I’ve been on the road quite a bit over the last few day, and that has given me some multitasking moments to finish Daring Greatly by Brene` Brown …on audio book… Don’t worry, I am not so confident in my multitasking to think that I can read and drive at the same time.
Now I know I wrote about this same book last week, but it’s had quite an impact on me… and well it’s my blog and I’ll write about what I want to write about. 🙂
So Brene` and I have been travelling around together and she is making some phenomenal points about whole heartedness and being the adult that I want my children to grow up to be… and then she brings up the difference between fitting in and belonging.
A Facebook status she wrote in 2012 sums it up quite well… 12 year old wisdom on fitting-in vs. belonging: “If I get to be me, I belong. If I have to be like you, it’s fitting in.” Amen.
I don’t often write about homeschooling on this blog… in fact I have a whole different blog for that… but I do write about mothering and sometimes the homeschool part of my parenting overflows.
One of the reasons I homeschool my children is because I want them to have the freedom to be who they want to be in a place where they feel like they belong no matter what. I want them to be able to experiment with their mannerisms and tweak their personalities in a place where they feel safe to do so and are free from peer influence that may dictate that they experiment with other peoples behaviors, or be demoted to the bottom of the classroom pecking order.
The scary part is, after making a statement like that, I need to examine whether or not that is true in my home.
Ways I’m creating an environment of belonging well:
- I have been exploring who I am and modelling growth and positive change for my kids. Since January I have completed the Upstream Field Guide, I have been working through The Grief Recovery Handbook with a friend, and I have sought out books like Daring Greatly. All of these courses and books are adding awesomeness to the way I think and move through life, and hopefully showing my kids that we never stop growing.
- I’m empowering my kids to make their own choices. It’s taken me 30 some odd years to be able make solid decisions about opportunities that come my way. And I’m still not that confident about the my final verdicts. I am starting early with my kids and letting them decide about a lot of the events and classes available to them. Not all of them though… because really I am still the mom.
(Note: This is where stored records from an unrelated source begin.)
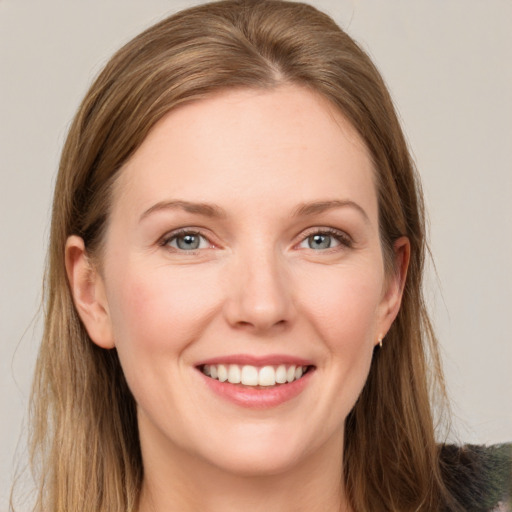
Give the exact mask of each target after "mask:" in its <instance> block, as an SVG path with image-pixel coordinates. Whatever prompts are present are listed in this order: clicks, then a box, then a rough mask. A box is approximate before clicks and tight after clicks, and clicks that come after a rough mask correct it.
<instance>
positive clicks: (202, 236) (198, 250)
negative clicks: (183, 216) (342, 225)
mask: <svg viewBox="0 0 512 512" xmlns="http://www.w3.org/2000/svg"><path fill="white" fill-rule="evenodd" d="M185 235H192V236H198V237H201V238H202V239H203V240H206V241H207V242H208V244H209V245H210V247H211V246H213V245H214V244H213V243H212V242H211V241H210V239H209V238H208V237H207V236H205V235H203V234H202V233H201V232H200V231H199V230H196V229H191V228H182V229H179V230H177V231H173V232H171V233H168V234H167V235H165V236H164V237H163V238H162V239H161V240H160V241H159V245H160V246H161V247H167V248H168V249H173V250H175V251H176V252H181V253H189V254H197V252H198V251H199V250H204V249H197V250H189V251H187V250H184V249H179V248H174V247H172V248H171V247H169V243H170V242H172V241H173V240H175V239H177V238H178V237H180V236H185ZM315 235H327V236H331V237H333V238H334V239H335V240H336V241H337V242H339V244H340V245H341V246H344V247H346V248H351V247H352V246H353V241H352V238H351V237H350V236H349V235H347V234H346V233H345V232H343V231H340V230H338V229H334V228H313V229H311V230H309V231H307V232H306V233H305V234H303V235H302V238H301V239H300V241H299V242H298V244H295V247H296V246H297V245H299V244H301V243H303V242H305V241H306V240H307V239H308V238H310V237H312V236H315ZM310 250H313V249H310ZM332 250H336V247H330V248H327V249H324V250H322V251H315V252H327V251H329V252H331V251H332Z"/></svg>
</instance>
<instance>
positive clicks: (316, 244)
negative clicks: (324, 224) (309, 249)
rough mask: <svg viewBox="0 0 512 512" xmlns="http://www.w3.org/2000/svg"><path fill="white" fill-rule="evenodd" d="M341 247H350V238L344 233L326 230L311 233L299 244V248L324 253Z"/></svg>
mask: <svg viewBox="0 0 512 512" xmlns="http://www.w3.org/2000/svg"><path fill="white" fill-rule="evenodd" d="M341 245H344V246H347V247H350V245H351V241H350V238H349V237H348V236H347V235H346V234H344V233H343V232H342V231H338V230H332V229H325V230H320V231H316V232H314V233H311V234H310V235H309V236H307V237H306V238H305V239H304V240H303V241H302V242H301V243H300V244H299V248H301V249H312V250H314V251H323V250H326V249H333V248H335V247H339V246H341Z"/></svg>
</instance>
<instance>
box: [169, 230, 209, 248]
mask: <svg viewBox="0 0 512 512" xmlns="http://www.w3.org/2000/svg"><path fill="white" fill-rule="evenodd" d="M185 235H192V236H198V237H201V238H202V239H204V240H206V241H207V242H208V244H209V245H210V246H212V245H213V244H212V242H211V241H210V240H209V238H208V237H207V236H205V235H203V234H202V233H201V232H200V231H198V230H195V229H190V228H182V229H179V230H177V231H173V232H171V233H168V234H167V235H165V236H164V237H163V238H162V239H161V240H160V242H159V245H160V246H162V247H167V248H168V249H172V250H175V251H176V252H182V253H189V254H197V251H198V250H190V251H186V250H184V249H179V248H175V247H169V243H170V242H172V241H173V240H175V239H177V238H179V237H180V236H185ZM199 250H203V249H199Z"/></svg>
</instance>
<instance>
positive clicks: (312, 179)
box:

- I try new things. On a recent trip to Vancouver I tried Ramen for the first time… did I love it? No… but how would I know unless I tried. I didn’t make my kids try it. They ate tried and true pasta and meat sauce, but they saw me try it and I hope they took notice. I’ve also taken a mug making class which inspired my 2 oldest children to sign up for a 10 week pottery course. We are working o being adventurous together.
- I step back. Sometimes I have to hold my hands together to keep from “correcting” an art project. I have to close my lips about a “creative” outfit choice or hair style … but I do it. I do it because this is their time to figure out what they like and hopefully they will have a strong sense of what it means to belong vs. fit in.
- I am available. As much as I step back, I am also there. I am there to give guidance on a project. I am there to hear the story of how so and so’s heart was broken by an unkind sibling. I am there to join in the grief and joy of their childhood.
|I will try embrace this silliness|
Ways I could improve our environment to be have more belonging:
- Embrace silly. I really struggle with silly. The immature senses of humor of my 3, 6 and 9 year old children sometimes make me cringe, but if my goal is to allow my children to explore who they are in a loving and safe place… I need to get on board the funny ferry and laugh along.
- Talk about it. Working toward greater belonging just might go unnoticed if I don’t actually inform the rest of my family of my goal… but telling people about your goal and then sometimes failing in front of them is a scary, vulnerable thing, which obviously makes it a conversation we need to have.
- Asking for help. I tell my kids all the time… bring me your books, just ask me for help… but I’m not a very good example of this. I really don’t like to be the student and I am often stressed out to ask question to clarify things. I don’t like to look or feel stupid.